There are many questions to be answered before such a plan would be agreed upon and set in motion. Clearly, the decision-makers should utilize all of the data and information so far obtained by NASA as well as other agencies and organizations (such as the U.S. Geological Survey, or USGS). They have been leveraging technologies ranging from radar to robots and artificial intelligence (AI) to monitor and investigate volcanoes. NASA’s Earth Observing 1 (EO-1) satellite, for example, was equipped with AI software that would prompt it to inform researchers when events of scientific interest took place and direct the spacecraft to take photos during passes.
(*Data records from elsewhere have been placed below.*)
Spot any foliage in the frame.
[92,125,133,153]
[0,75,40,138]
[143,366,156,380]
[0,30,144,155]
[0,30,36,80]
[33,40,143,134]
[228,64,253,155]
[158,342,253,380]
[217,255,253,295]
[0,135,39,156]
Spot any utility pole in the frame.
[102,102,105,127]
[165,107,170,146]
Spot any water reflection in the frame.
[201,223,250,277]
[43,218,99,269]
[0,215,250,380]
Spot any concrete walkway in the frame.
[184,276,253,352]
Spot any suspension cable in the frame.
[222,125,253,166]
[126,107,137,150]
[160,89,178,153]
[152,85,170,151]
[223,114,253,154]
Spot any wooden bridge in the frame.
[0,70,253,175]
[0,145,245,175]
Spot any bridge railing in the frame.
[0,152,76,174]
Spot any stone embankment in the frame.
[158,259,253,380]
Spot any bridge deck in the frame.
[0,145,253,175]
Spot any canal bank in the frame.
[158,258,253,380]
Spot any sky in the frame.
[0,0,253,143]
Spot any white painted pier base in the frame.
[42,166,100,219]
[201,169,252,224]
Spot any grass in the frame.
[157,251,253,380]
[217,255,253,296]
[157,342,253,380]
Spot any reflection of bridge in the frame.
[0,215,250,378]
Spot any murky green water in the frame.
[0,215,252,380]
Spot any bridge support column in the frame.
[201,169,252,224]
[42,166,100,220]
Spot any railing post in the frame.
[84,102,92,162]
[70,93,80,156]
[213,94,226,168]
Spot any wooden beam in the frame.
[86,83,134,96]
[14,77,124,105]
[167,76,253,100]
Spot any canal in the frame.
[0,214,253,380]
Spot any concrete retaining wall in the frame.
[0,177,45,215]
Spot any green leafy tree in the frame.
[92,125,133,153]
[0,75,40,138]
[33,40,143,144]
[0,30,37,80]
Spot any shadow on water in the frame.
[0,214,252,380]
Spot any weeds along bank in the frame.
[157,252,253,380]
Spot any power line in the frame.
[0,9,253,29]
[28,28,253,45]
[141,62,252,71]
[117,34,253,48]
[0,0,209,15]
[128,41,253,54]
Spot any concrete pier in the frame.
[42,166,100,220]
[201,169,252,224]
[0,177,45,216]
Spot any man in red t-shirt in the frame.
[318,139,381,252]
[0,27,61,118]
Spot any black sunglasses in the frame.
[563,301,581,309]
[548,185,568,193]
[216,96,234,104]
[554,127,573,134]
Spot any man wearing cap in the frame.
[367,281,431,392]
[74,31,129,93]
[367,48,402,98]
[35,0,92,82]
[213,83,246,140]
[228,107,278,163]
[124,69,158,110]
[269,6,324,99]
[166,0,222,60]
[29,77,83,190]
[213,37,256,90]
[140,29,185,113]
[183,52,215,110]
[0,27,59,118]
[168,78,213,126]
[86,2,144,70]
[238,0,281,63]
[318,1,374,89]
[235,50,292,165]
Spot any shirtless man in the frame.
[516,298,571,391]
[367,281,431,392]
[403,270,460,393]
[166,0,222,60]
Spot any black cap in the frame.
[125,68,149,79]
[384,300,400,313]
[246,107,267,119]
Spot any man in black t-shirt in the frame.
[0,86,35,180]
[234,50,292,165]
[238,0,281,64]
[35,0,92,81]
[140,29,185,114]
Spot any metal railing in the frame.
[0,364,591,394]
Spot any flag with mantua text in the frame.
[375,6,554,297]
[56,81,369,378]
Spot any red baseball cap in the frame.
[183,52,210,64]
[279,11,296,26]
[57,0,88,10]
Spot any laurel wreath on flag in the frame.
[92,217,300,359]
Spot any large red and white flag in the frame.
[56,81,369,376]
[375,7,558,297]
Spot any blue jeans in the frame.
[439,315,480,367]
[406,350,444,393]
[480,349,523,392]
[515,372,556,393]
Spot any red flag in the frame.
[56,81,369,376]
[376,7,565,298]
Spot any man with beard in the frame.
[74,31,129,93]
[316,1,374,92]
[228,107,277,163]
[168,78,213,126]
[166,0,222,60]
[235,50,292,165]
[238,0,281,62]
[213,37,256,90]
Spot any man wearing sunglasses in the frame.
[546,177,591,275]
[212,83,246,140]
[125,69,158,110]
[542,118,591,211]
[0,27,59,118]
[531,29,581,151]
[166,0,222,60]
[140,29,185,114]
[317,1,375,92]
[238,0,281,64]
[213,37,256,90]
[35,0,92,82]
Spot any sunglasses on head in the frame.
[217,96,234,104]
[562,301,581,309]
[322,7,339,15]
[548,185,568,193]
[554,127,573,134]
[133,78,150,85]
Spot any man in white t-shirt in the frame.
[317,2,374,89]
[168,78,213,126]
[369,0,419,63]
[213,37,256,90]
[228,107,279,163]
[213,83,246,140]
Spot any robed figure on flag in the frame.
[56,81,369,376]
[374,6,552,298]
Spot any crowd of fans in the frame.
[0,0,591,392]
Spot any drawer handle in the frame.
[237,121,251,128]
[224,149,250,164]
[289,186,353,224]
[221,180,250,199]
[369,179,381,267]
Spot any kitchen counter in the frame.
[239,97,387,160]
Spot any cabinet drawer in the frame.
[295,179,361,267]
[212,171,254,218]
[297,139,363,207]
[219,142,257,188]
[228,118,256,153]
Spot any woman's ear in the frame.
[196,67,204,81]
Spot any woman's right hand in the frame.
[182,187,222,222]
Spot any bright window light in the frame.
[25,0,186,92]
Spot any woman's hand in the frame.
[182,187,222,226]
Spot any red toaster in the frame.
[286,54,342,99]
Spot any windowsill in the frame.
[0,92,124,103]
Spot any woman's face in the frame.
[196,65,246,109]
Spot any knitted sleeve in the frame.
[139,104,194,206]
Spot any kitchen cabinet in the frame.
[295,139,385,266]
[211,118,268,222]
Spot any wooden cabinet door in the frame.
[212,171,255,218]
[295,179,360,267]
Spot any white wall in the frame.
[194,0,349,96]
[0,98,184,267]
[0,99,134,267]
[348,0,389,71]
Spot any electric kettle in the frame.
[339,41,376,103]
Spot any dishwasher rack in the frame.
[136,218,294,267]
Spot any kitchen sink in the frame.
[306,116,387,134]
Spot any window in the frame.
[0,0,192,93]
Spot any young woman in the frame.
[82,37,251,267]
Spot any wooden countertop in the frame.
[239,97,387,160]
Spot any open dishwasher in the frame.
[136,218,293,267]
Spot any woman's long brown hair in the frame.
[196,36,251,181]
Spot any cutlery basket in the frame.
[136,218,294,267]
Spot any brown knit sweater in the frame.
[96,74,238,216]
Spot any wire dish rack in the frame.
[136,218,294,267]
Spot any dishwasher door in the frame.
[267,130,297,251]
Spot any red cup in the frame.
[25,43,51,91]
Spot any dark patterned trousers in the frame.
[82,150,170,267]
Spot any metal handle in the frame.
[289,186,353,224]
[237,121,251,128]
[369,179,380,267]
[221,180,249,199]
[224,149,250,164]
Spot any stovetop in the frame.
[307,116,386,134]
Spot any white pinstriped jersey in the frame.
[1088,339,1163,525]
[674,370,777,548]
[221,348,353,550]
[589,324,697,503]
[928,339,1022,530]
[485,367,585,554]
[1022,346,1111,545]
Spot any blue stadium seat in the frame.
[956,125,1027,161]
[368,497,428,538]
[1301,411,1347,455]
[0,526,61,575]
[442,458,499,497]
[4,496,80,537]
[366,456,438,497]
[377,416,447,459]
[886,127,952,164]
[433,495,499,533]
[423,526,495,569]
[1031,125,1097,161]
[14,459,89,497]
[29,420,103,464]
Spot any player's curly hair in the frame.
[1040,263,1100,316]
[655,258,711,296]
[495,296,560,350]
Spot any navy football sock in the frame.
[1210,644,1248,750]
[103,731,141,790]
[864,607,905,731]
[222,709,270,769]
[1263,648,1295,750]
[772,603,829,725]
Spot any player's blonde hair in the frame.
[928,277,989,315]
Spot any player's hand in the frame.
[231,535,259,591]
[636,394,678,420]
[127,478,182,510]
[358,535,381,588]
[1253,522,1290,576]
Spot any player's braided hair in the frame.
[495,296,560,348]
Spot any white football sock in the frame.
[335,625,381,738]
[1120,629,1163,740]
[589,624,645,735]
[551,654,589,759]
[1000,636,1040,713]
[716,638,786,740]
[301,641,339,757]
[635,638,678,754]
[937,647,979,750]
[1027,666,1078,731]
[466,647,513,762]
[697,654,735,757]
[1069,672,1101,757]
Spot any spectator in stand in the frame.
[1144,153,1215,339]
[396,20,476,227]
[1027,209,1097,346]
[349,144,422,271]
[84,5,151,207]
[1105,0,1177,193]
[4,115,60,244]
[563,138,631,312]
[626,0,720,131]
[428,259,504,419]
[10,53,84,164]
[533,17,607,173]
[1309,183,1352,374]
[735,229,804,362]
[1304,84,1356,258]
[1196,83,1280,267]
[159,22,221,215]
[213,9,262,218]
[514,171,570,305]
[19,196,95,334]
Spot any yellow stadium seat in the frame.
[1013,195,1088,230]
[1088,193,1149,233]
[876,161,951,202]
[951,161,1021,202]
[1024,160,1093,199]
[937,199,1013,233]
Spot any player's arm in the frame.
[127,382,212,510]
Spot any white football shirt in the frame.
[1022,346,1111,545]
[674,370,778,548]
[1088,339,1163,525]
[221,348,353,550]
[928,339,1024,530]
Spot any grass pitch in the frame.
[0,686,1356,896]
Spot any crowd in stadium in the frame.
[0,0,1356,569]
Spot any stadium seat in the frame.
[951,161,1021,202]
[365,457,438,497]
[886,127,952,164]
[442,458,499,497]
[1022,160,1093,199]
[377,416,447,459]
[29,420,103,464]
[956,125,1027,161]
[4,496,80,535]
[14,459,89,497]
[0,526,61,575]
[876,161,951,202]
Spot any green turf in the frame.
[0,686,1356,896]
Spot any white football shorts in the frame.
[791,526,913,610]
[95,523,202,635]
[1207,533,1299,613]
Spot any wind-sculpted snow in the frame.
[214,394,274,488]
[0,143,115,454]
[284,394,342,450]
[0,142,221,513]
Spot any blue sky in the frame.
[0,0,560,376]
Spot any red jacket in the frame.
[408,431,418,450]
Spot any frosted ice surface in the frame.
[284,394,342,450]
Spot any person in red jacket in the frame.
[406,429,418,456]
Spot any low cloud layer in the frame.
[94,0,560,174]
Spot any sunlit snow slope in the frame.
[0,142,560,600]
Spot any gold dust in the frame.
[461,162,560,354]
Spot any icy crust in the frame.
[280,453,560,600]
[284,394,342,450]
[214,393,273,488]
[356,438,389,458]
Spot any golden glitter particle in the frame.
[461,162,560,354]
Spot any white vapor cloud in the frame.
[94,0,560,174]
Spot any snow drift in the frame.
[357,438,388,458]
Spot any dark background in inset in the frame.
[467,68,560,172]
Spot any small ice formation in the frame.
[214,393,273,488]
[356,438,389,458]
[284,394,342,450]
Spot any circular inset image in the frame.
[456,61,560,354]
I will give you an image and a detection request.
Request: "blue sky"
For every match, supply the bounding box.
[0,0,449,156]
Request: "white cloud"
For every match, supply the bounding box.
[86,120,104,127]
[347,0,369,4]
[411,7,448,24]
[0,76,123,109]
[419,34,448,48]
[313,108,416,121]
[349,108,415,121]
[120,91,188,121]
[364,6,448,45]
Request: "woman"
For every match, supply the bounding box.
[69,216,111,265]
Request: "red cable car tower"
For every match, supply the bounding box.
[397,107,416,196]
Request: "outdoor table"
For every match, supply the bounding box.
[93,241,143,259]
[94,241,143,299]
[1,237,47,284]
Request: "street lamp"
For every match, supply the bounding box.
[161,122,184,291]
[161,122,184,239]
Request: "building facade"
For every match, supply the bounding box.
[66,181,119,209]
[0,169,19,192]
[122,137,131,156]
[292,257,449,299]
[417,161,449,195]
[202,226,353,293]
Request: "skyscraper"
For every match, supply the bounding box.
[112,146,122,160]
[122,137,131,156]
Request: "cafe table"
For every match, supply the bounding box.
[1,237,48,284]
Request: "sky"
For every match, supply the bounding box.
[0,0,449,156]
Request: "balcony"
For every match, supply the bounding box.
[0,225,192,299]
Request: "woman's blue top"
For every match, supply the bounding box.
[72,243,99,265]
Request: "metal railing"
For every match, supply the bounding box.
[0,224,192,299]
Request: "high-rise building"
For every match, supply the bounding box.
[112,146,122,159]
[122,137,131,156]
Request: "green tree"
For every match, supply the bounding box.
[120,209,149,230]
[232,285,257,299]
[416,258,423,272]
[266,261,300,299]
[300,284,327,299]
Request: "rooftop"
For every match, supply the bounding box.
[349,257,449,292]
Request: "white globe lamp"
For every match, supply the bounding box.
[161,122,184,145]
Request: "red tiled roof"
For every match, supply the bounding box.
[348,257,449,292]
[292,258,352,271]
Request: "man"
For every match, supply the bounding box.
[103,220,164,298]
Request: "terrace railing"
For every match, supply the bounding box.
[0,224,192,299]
According to the NASA website, the AI software—dubbed Autonomous Sciencecraft Experiment (ASE)—guided the actions of EO-1 for more than 12 years (concluding this past spring when EO-1’s mission ended). Additionally, it managed a “sensor web” comprising both satellites and ground sensors to help decide which events were a priority. Given the ongoing efforts of satellites, ground sensors, radar, and more to obtain data on volcanoes, a supersized version of this AI software may be able to guide the fact-finding needed as plans are discussed around supervolcanoes. As far-fetched as this plan may sound, it could eradicate a threat to millions of lives. NASA’s scientists are hoping that their blueprints will encourage practical scientific discussion and debate for tackling the threat.